Experiential Learning

In addition to the CPEVC MBA Fellows program, Tuck students with an interest in exploring the fields of private equity and venture capital are welcome to attend CPEVC-sponsored events and programming throughout their two years at Tuck. These co-curricular, experiential learning opportunities offer high-quality engagements with external thought leaders to help identify career pathways and contribute towards the development of academic scholarship on private equity and venture capital.

Private Equity Practicum

This experiential learning independent study offers students the opportunity to develop their investment evaluation and due diligence skills, enhancing their effectiveness and insight as private equity investors. Working in pairs, students examine and present two small buyout deals each week.

Early Stage Venture Capital Workshop 

Following a successful pilot program in 2018-19, this highly-selective workshop is offered each year and taught by CPEVC Executive Director Jim Feuille, Tuck Center for Entrepreneurship Executive Director Daniella Reichstetter, and long-time VCIC Advisor Dick Green D’75. Students learn about all aspects of early-stage venture capital—from portfolio construction to deal sourcing, deal screening, valuation of early stage ventures, due diligence, convertible notes, cap tables, term sheets, investment memoranda and negotiations. Student teams are given pitch decks from real companies seeking deals at that time.  They then conduct due diligence research, make pitches, and give each other feedback. Each team then pitches one deal to a group of “partners”—volunteers who are active in venture capital firms. Students also write a research paper and self-reflection piece on their learnings from the workshop.

As part of his work in the Early Stage Venture Capital Workshop, Marvin Luo T'20 drafted the framework of a newly constructed teaching note and conducted a survey of current practitioners seeking perspectives on individual company level target returns—multiples and IRRs—for underwriting new investments at each stage in venture capital all the way from the pre-seed stage to the pre-IPO stage.

ETA/Search Funds Workshop

Entrepreneurship Through Acquisition (“ETA”) is an increasingly popular career path to general management via small business ownership. The discipline is distinct from customary interpretations of entrepreneurship insofar as the company is not started from the ground up. Rather, in ETA the entrepreneur purchases a business as a going concern—typically at a stage in its evolution when consistent positive cash flow is already being generated – and assumes the CEO role immediately after the acquisition is consummated. The most common manifestation of ETA is a search fund, although many variants of that model are becoming similarly prominent.

This workshop, run by the Center for Entrepreneurship, provides an introduction to the various pathways to ETA, as well as a detailed exploration of the various phases of an entrepreneur’s journey. The first half of the workshop covers background about different ETA models, raising investor capital, conducting a search for a suitable company and closing a private equity buyout transaction. The second half addresses relevant topics pertinent to being a first-time CEO and considerations related to operating a microcap company.  Industry participants will join the majority of sessions to bolster the content and add unique personal perspective to the discussion. Background reading will often include case studies wherein these practitioners are the case protagonists.

Outside of the lecture and discussion series, students will also engage each week with active industry participants in experiential learning. By directly collaborating with entrepreneurs, students will gain a firsthand understanding of the nature of the work undertaken by search funds and other entrepreneurial sponsors.

MBA Competitions

The Center sponsors student teams at various private equity and venture capital competitions including the Venture Capital Investment Competition (VCIC) and the Wharton MBA Buyout Case Competition. Learn more about these competitions from Tuck News:

The COVID + Capital Project:  Private Equity & Venture Capital Investing in a Time of Crisis

The COVID + Capital Project: Private Equity & Venture Capital Investing in a Time of Crisis was an effort to track the impact of the pandemic on the private equity and venture capital industries in real-time through the voices and research of industry leaders. 

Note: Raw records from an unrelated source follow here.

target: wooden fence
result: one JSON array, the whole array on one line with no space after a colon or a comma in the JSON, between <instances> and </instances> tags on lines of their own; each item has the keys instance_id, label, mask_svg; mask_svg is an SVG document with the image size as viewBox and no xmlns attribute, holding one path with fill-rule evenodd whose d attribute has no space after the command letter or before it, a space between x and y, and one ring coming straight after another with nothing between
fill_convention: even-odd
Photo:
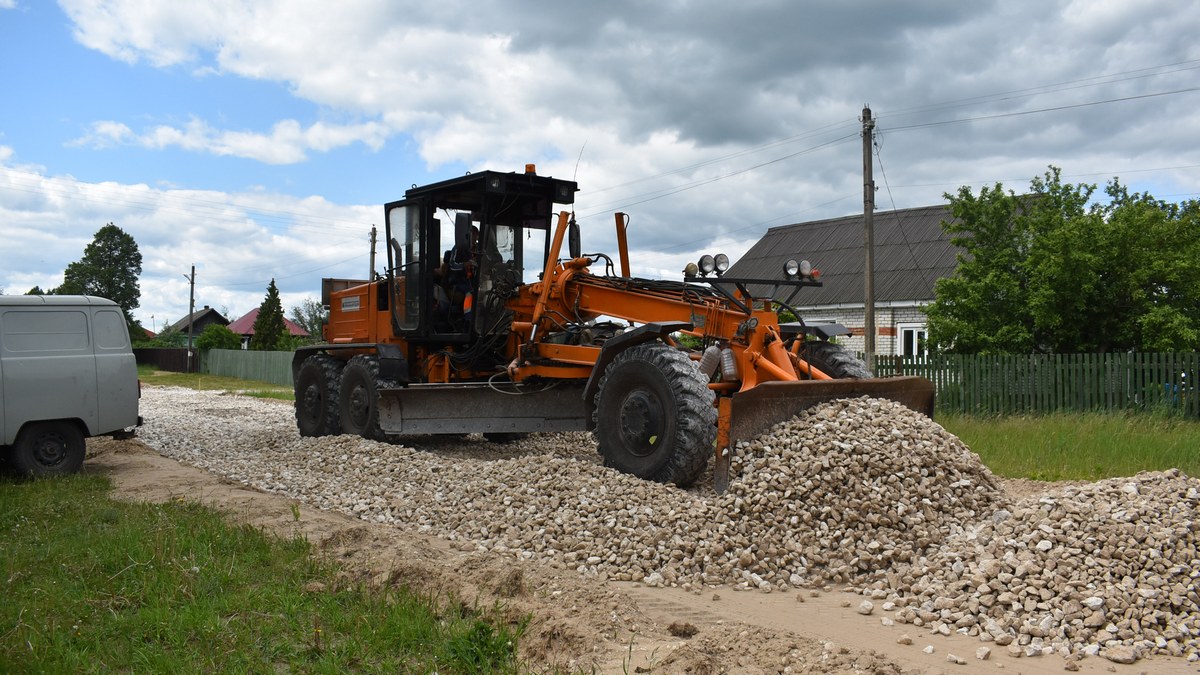
<instances>
[{"instance_id":1,"label":"wooden fence","mask_svg":"<svg viewBox=\"0 0 1200 675\"><path fill-rule=\"evenodd\" d=\"M200 360L201 372L243 380L292 386L294 352L258 352L243 349L210 349Z\"/></svg>"},{"instance_id":2,"label":"wooden fence","mask_svg":"<svg viewBox=\"0 0 1200 675\"><path fill-rule=\"evenodd\" d=\"M875 371L932 380L937 407L950 412L1164 410L1200 416L1200 353L877 356Z\"/></svg>"},{"instance_id":3,"label":"wooden fence","mask_svg":"<svg viewBox=\"0 0 1200 675\"><path fill-rule=\"evenodd\" d=\"M193 355L198 353L194 352ZM151 365L159 370L169 370L174 373L188 371L187 348L137 347L133 350L133 357L139 366ZM193 370L195 370L194 367Z\"/></svg>"},{"instance_id":4,"label":"wooden fence","mask_svg":"<svg viewBox=\"0 0 1200 675\"><path fill-rule=\"evenodd\" d=\"M293 352L213 349L201 370L292 386ZM947 412L1163 410L1200 417L1200 353L877 356L880 377L919 375Z\"/></svg>"}]
</instances>

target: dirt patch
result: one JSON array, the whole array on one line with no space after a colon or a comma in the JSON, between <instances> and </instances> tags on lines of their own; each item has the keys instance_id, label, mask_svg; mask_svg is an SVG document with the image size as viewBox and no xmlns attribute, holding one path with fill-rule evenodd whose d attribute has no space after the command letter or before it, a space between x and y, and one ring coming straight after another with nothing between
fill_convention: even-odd
<instances>
[{"instance_id":1,"label":"dirt patch","mask_svg":"<svg viewBox=\"0 0 1200 675\"><path fill-rule=\"evenodd\" d=\"M408 585L467 605L499 606L531 622L521 656L534 672L1057 673L1063 657L1016 659L963 635L931 635L859 614L861 596L833 588L788 593L706 588L687 592L587 577L563 565L478 553L461 543L322 511L250 489L159 455L136 441L93 439L85 471L109 477L121 499L187 499L236 523L278 536L304 536L342 566L346 583ZM1031 482L1016 484L1029 494ZM1006 484L1006 487L1008 485ZM902 635L911 644L900 644ZM926 653L927 646L933 647ZM949 655L965 665L947 661ZM1080 672L1193 672L1182 659L1122 666L1090 658Z\"/></svg>"}]
</instances>

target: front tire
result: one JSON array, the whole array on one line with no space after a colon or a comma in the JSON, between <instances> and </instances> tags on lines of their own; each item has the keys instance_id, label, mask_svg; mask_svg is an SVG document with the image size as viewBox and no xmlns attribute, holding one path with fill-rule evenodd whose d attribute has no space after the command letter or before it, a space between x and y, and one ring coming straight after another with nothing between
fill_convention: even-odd
<instances>
[{"instance_id":1,"label":"front tire","mask_svg":"<svg viewBox=\"0 0 1200 675\"><path fill-rule=\"evenodd\" d=\"M805 342L800 357L835 380L866 380L874 377L871 371L867 370L867 364L855 358L841 345L832 342Z\"/></svg>"},{"instance_id":2,"label":"front tire","mask_svg":"<svg viewBox=\"0 0 1200 675\"><path fill-rule=\"evenodd\" d=\"M17 435L10 460L27 476L64 476L79 471L87 453L83 433L72 422L37 422Z\"/></svg>"},{"instance_id":3,"label":"front tire","mask_svg":"<svg viewBox=\"0 0 1200 675\"><path fill-rule=\"evenodd\" d=\"M375 441L386 440L379 428L379 359L359 355L346 364L341 388L342 431Z\"/></svg>"},{"instance_id":4,"label":"front tire","mask_svg":"<svg viewBox=\"0 0 1200 675\"><path fill-rule=\"evenodd\" d=\"M592 421L604 464L687 487L704 472L717 434L713 392L682 352L630 347L604 371Z\"/></svg>"},{"instance_id":5,"label":"front tire","mask_svg":"<svg viewBox=\"0 0 1200 675\"><path fill-rule=\"evenodd\" d=\"M300 364L296 375L296 428L301 436L336 436L342 432L338 390L342 362L314 354Z\"/></svg>"}]
</instances>

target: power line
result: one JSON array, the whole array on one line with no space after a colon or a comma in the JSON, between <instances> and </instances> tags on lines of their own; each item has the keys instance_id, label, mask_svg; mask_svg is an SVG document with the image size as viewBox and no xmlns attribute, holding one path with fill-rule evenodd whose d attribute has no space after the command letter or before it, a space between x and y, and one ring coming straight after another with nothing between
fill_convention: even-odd
<instances>
[{"instance_id":1,"label":"power line","mask_svg":"<svg viewBox=\"0 0 1200 675\"><path fill-rule=\"evenodd\" d=\"M1104 105L1106 103L1121 103L1123 101L1136 101L1139 99L1156 98L1159 96L1173 96L1175 94L1186 94L1188 92L1200 91L1200 87L1187 87L1185 89L1175 89L1172 91L1160 91L1153 94L1137 94L1135 96L1122 96L1119 98L1108 98L1101 101L1087 101L1085 103L1072 103L1069 105L1052 106L1049 108L1038 108L1036 110L1018 110L1014 112L996 113L995 115L980 115L978 117L964 117L956 120L941 120L938 122L924 122L921 124L908 124L899 127L889 127L888 131L908 131L911 129L926 129L929 127L940 127L949 124L962 124L964 122L978 122L980 120L994 120L1003 117L1021 117L1023 115L1035 115L1044 112L1056 112L1059 110L1071 110L1074 108L1088 108L1091 106Z\"/></svg>"},{"instance_id":2,"label":"power line","mask_svg":"<svg viewBox=\"0 0 1200 675\"><path fill-rule=\"evenodd\" d=\"M725 180L727 178L732 178L734 176L739 176L744 173L749 173L756 169L761 169L764 166L778 164L779 162L782 162L782 161L788 160L788 159L792 159L793 157L799 157L800 155L806 155L806 154L809 154L812 152L816 152L817 150L820 150L823 148L837 145L839 143L844 143L849 139L857 138L857 137L858 137L857 133L847 134L846 136L842 136L840 138L835 138L831 141L827 141L827 142L821 143L819 145L814 145L814 146L805 148L803 150L800 150L798 152L789 153L782 157L776 157L776 158L768 160L766 162L761 162L759 164L755 164L753 166L748 166L743 169L738 169L736 171L729 171L729 172L721 174L719 176L703 178L703 179L700 179L697 181L692 181L691 183L685 183L681 186L677 186L674 188L667 188L665 190L658 191L658 192L648 192L648 193L644 193L643 195L636 195L634 197L630 197L630 199L635 199L637 201L610 202L608 204L602 204L600 206L592 207L591 209L589 209L589 211L586 211L585 215L580 216L580 220L582 220L584 218L590 218L594 215L598 215L601 212L608 212L612 209L620 210L620 209L628 208L630 206L637 206L638 204L645 204L646 202L654 201L656 199L662 199L663 197L669 197L671 195L679 194L680 192L685 192L687 190L693 190L693 189L701 187L703 185L709 185L709 184L715 183L717 181ZM638 199L638 197L645 197L645 198Z\"/></svg>"}]
</instances>

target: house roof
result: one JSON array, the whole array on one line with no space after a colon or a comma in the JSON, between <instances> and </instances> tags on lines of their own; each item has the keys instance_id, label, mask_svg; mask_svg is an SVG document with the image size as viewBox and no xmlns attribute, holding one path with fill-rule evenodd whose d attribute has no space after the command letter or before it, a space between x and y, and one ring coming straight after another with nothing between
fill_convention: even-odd
<instances>
[{"instance_id":1,"label":"house roof","mask_svg":"<svg viewBox=\"0 0 1200 675\"><path fill-rule=\"evenodd\" d=\"M188 324L207 326L210 323L219 323L222 326L229 325L229 319L221 316L217 310L205 305L204 307L192 312L188 316L171 324L169 330L177 330L180 332L187 331Z\"/></svg>"},{"instance_id":2,"label":"house roof","mask_svg":"<svg viewBox=\"0 0 1200 675\"><path fill-rule=\"evenodd\" d=\"M245 316L229 324L229 330L237 333L238 335L254 335L254 322L258 319L258 310L259 308L255 307L249 312L246 312ZM283 317L283 325L287 326L288 332L292 335L308 337L308 331L301 328L299 324L287 318L286 316Z\"/></svg>"},{"instance_id":3,"label":"house roof","mask_svg":"<svg viewBox=\"0 0 1200 675\"><path fill-rule=\"evenodd\" d=\"M933 300L934 281L954 273L962 251L950 243L943 220L952 220L946 205L875 212L876 303ZM864 238L862 214L773 227L726 275L774 279L789 258L808 260L821 271L824 286L799 289L789 304L797 308L862 305ZM751 290L765 295L771 289ZM776 297L785 298L792 290L781 289Z\"/></svg>"}]
</instances>

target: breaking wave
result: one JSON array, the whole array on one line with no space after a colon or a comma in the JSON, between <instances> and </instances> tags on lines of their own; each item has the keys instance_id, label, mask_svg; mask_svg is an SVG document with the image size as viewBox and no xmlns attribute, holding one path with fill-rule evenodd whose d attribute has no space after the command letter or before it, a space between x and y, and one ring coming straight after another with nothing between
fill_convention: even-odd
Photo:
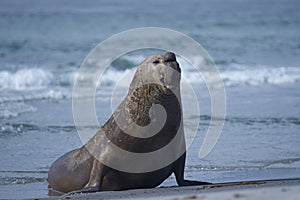
<instances>
[{"instance_id":1,"label":"breaking wave","mask_svg":"<svg viewBox=\"0 0 300 200\"><path fill-rule=\"evenodd\" d=\"M128 87L136 66L143 61L143 56L125 56L106 70L98 88L105 91L118 87ZM179 57L183 76L191 84L203 83L200 73ZM227 66L226 66L227 65ZM24 68L24 67L23 67ZM65 99L72 97L73 84L76 71L50 71L44 68L30 68L18 70L0 71L0 106L5 102L23 102L38 99ZM14 69L14 68L12 68ZM209 73L209 72L202 72ZM213 76L213 74L209 74ZM227 87L283 85L300 82L300 68L297 67L271 67L271 66L247 66L242 64L225 64L220 67L221 78ZM110 92L107 94L111 95ZM102 92L101 95L105 95ZM2 105L1 105L2 103ZM22 110L23 105L15 105L14 108L2 109L0 116L15 116L11 110ZM33 111L26 108L25 112Z\"/></svg>"}]
</instances>

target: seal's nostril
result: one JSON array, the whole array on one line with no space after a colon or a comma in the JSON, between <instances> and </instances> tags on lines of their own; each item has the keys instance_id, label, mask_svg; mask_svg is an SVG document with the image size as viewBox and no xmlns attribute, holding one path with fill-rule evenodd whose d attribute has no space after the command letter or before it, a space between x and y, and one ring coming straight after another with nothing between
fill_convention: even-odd
<instances>
[{"instance_id":1,"label":"seal's nostril","mask_svg":"<svg viewBox=\"0 0 300 200\"><path fill-rule=\"evenodd\" d=\"M172 52L167 52L164 56L164 61L165 62L173 62L176 61L176 56Z\"/></svg>"}]
</instances>

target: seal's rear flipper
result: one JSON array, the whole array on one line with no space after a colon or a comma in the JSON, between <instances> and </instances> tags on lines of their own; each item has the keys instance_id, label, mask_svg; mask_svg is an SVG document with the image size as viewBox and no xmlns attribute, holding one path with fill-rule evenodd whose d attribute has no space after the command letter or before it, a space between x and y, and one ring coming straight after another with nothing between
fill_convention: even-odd
<instances>
[{"instance_id":1,"label":"seal's rear flipper","mask_svg":"<svg viewBox=\"0 0 300 200\"><path fill-rule=\"evenodd\" d=\"M93 192L99 192L99 189L95 188L95 187L83 188L82 190L75 190L72 192L68 192L68 193L62 195L62 197L69 197L69 196L76 195L76 194L93 193Z\"/></svg>"},{"instance_id":2,"label":"seal's rear flipper","mask_svg":"<svg viewBox=\"0 0 300 200\"><path fill-rule=\"evenodd\" d=\"M50 187L50 185L48 185L48 195L49 196L61 196L63 194L64 194L64 192L54 190L53 188Z\"/></svg>"}]
</instances>

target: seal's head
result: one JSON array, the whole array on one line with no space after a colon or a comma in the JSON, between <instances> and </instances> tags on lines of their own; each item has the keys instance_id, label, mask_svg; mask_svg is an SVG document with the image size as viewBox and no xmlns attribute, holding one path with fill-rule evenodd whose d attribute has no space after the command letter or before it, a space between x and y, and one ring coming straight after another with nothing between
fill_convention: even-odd
<instances>
[{"instance_id":1,"label":"seal's head","mask_svg":"<svg viewBox=\"0 0 300 200\"><path fill-rule=\"evenodd\" d=\"M180 77L181 69L175 54L167 52L164 55L153 55L144 60L139 65L130 87L158 84L175 90L180 85Z\"/></svg>"},{"instance_id":2,"label":"seal's head","mask_svg":"<svg viewBox=\"0 0 300 200\"><path fill-rule=\"evenodd\" d=\"M139 65L130 84L125 100L126 115L137 125L146 126L151 122L149 111L153 104L170 106L180 113L180 77L181 69L174 53L148 57Z\"/></svg>"}]
</instances>

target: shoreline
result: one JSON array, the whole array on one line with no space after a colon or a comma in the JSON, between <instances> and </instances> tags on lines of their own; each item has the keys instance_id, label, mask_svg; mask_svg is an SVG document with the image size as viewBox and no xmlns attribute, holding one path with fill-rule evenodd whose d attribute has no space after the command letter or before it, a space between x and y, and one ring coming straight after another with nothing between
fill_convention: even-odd
<instances>
[{"instance_id":1,"label":"shoreline","mask_svg":"<svg viewBox=\"0 0 300 200\"><path fill-rule=\"evenodd\" d=\"M72 196L40 198L52 199L297 199L300 178L217 183L203 186L161 187L81 193Z\"/></svg>"}]
</instances>

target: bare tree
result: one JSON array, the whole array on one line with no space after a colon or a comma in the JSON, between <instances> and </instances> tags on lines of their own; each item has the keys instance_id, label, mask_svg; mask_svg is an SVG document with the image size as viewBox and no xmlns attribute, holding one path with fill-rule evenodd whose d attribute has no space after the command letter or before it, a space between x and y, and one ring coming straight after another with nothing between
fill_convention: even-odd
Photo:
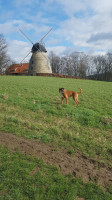
<instances>
[{"instance_id":1,"label":"bare tree","mask_svg":"<svg viewBox=\"0 0 112 200\"><path fill-rule=\"evenodd\" d=\"M64 74L65 65L66 65L65 57L62 56L60 58L60 73L61 74Z\"/></svg>"},{"instance_id":2,"label":"bare tree","mask_svg":"<svg viewBox=\"0 0 112 200\"><path fill-rule=\"evenodd\" d=\"M60 73L60 57L51 51L49 53L49 59L52 67L52 72Z\"/></svg>"},{"instance_id":3,"label":"bare tree","mask_svg":"<svg viewBox=\"0 0 112 200\"><path fill-rule=\"evenodd\" d=\"M65 61L65 67L64 67L64 74L66 75L73 75L73 69L72 69L72 59L70 56L64 57Z\"/></svg>"},{"instance_id":4,"label":"bare tree","mask_svg":"<svg viewBox=\"0 0 112 200\"><path fill-rule=\"evenodd\" d=\"M85 78L87 70L89 70L89 57L82 52L73 52L70 56L72 58L73 76Z\"/></svg>"},{"instance_id":5,"label":"bare tree","mask_svg":"<svg viewBox=\"0 0 112 200\"><path fill-rule=\"evenodd\" d=\"M53 52L49 54L53 73L61 73L85 78L89 70L88 56L84 53L73 52L69 56L59 57Z\"/></svg>"},{"instance_id":6,"label":"bare tree","mask_svg":"<svg viewBox=\"0 0 112 200\"><path fill-rule=\"evenodd\" d=\"M107 53L102 70L103 80L112 81L112 53Z\"/></svg>"},{"instance_id":7,"label":"bare tree","mask_svg":"<svg viewBox=\"0 0 112 200\"><path fill-rule=\"evenodd\" d=\"M80 55L80 62L79 62L79 77L85 78L88 69L88 56L86 54Z\"/></svg>"},{"instance_id":8,"label":"bare tree","mask_svg":"<svg viewBox=\"0 0 112 200\"><path fill-rule=\"evenodd\" d=\"M72 59L72 73L73 76L78 76L78 68L79 68L79 52L71 53Z\"/></svg>"},{"instance_id":9,"label":"bare tree","mask_svg":"<svg viewBox=\"0 0 112 200\"><path fill-rule=\"evenodd\" d=\"M94 57L94 63L95 63L97 75L99 75L103 71L104 59L105 59L104 56L99 56L98 55L98 56Z\"/></svg>"},{"instance_id":10,"label":"bare tree","mask_svg":"<svg viewBox=\"0 0 112 200\"><path fill-rule=\"evenodd\" d=\"M2 73L12 63L7 55L7 43L2 34L0 34L0 73Z\"/></svg>"},{"instance_id":11,"label":"bare tree","mask_svg":"<svg viewBox=\"0 0 112 200\"><path fill-rule=\"evenodd\" d=\"M69 56L59 57L51 52L49 57L54 73L112 81L112 53L90 56L83 52L72 52Z\"/></svg>"},{"instance_id":12,"label":"bare tree","mask_svg":"<svg viewBox=\"0 0 112 200\"><path fill-rule=\"evenodd\" d=\"M107 68L106 71L112 73L112 53L108 53L106 55L106 61L107 61L107 63L106 63L106 68Z\"/></svg>"}]
</instances>

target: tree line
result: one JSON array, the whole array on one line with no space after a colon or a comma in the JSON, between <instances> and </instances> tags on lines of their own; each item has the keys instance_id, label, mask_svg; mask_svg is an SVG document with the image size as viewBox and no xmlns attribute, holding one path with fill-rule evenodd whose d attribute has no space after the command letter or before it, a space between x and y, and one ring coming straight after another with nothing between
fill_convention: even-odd
<instances>
[{"instance_id":1,"label":"tree line","mask_svg":"<svg viewBox=\"0 0 112 200\"><path fill-rule=\"evenodd\" d=\"M53 73L71 75L93 80L112 81L112 53L91 56L72 52L69 56L49 54Z\"/></svg>"},{"instance_id":2,"label":"tree line","mask_svg":"<svg viewBox=\"0 0 112 200\"><path fill-rule=\"evenodd\" d=\"M51 51L49 59L53 73L112 81L112 53L91 56L84 52L72 52L69 56L57 56ZM0 34L0 74L12 63L14 61L8 56L7 42Z\"/></svg>"}]
</instances>

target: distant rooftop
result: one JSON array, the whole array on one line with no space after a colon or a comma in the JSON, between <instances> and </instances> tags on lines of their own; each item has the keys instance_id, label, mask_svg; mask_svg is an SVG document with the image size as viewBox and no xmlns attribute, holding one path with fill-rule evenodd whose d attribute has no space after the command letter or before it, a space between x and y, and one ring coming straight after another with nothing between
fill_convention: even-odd
<instances>
[{"instance_id":1,"label":"distant rooftop","mask_svg":"<svg viewBox=\"0 0 112 200\"><path fill-rule=\"evenodd\" d=\"M29 63L13 64L6 69L5 73L7 75L28 74L28 69L29 69Z\"/></svg>"}]
</instances>

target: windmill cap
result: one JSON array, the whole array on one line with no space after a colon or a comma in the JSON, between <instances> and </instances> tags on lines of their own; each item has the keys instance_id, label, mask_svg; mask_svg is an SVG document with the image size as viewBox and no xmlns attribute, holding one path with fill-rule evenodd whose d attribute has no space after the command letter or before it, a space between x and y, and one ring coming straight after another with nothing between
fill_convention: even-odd
<instances>
[{"instance_id":1,"label":"windmill cap","mask_svg":"<svg viewBox=\"0 0 112 200\"><path fill-rule=\"evenodd\" d=\"M40 43L35 43L32 47L32 52L37 52L37 51L42 51L42 52L47 52L47 50L45 49L45 47L43 45L41 45Z\"/></svg>"}]
</instances>

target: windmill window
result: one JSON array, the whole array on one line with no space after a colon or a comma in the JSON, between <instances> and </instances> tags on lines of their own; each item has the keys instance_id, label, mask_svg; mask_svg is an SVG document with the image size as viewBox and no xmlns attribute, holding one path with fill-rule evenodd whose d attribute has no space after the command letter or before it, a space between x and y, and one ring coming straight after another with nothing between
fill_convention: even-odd
<instances>
[{"instance_id":1,"label":"windmill window","mask_svg":"<svg viewBox=\"0 0 112 200\"><path fill-rule=\"evenodd\" d=\"M32 64L33 64L33 60L32 60Z\"/></svg>"}]
</instances>

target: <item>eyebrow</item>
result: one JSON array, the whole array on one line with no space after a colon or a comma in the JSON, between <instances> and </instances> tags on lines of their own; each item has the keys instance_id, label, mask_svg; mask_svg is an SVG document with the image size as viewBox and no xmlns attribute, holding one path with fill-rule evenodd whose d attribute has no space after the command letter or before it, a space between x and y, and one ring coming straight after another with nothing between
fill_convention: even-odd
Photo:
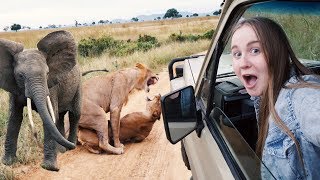
<instances>
[{"instance_id":1,"label":"eyebrow","mask_svg":"<svg viewBox=\"0 0 320 180\"><path fill-rule=\"evenodd\" d=\"M259 43L260 44L260 41L259 40L256 40L256 41L250 41L247 45L251 45L251 44L254 44L254 43ZM234 48L237 48L238 46L237 45L233 45L231 47L231 50L234 49Z\"/></svg>"}]
</instances>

The project team included Venture Capital Fellows Alexander Becker T’21, Teo Gonzalez T’21, and Private Equity Fellow Jane Lee T’20.

At the onset of the pandemic, these Fellows wanted to understand how PE and VC firms, their portfolio companies, and their limited partners were assessing the situation and developing operating plan scenarios for a possible prolonged crisis.

Each week, the latest news, opinions, and data from practitioners, analysts, and thought leaders across the PE/VC space was featured. The site included not only perspectives on the current crisis, but also historical perspectives from previous crises and recessions including the 2008 Global Financial Crisis and 2000 Internet Bubble. The team planned to expand the project over the course of the 2020-21 academic year with new content, original interviews of practitioners and limited partners by the student team, and fresh data. The team found that as the pandemic progressed, the situation differed from what they originally anticipated. The project has completed and the site will remain up for review and reference until summer 2022.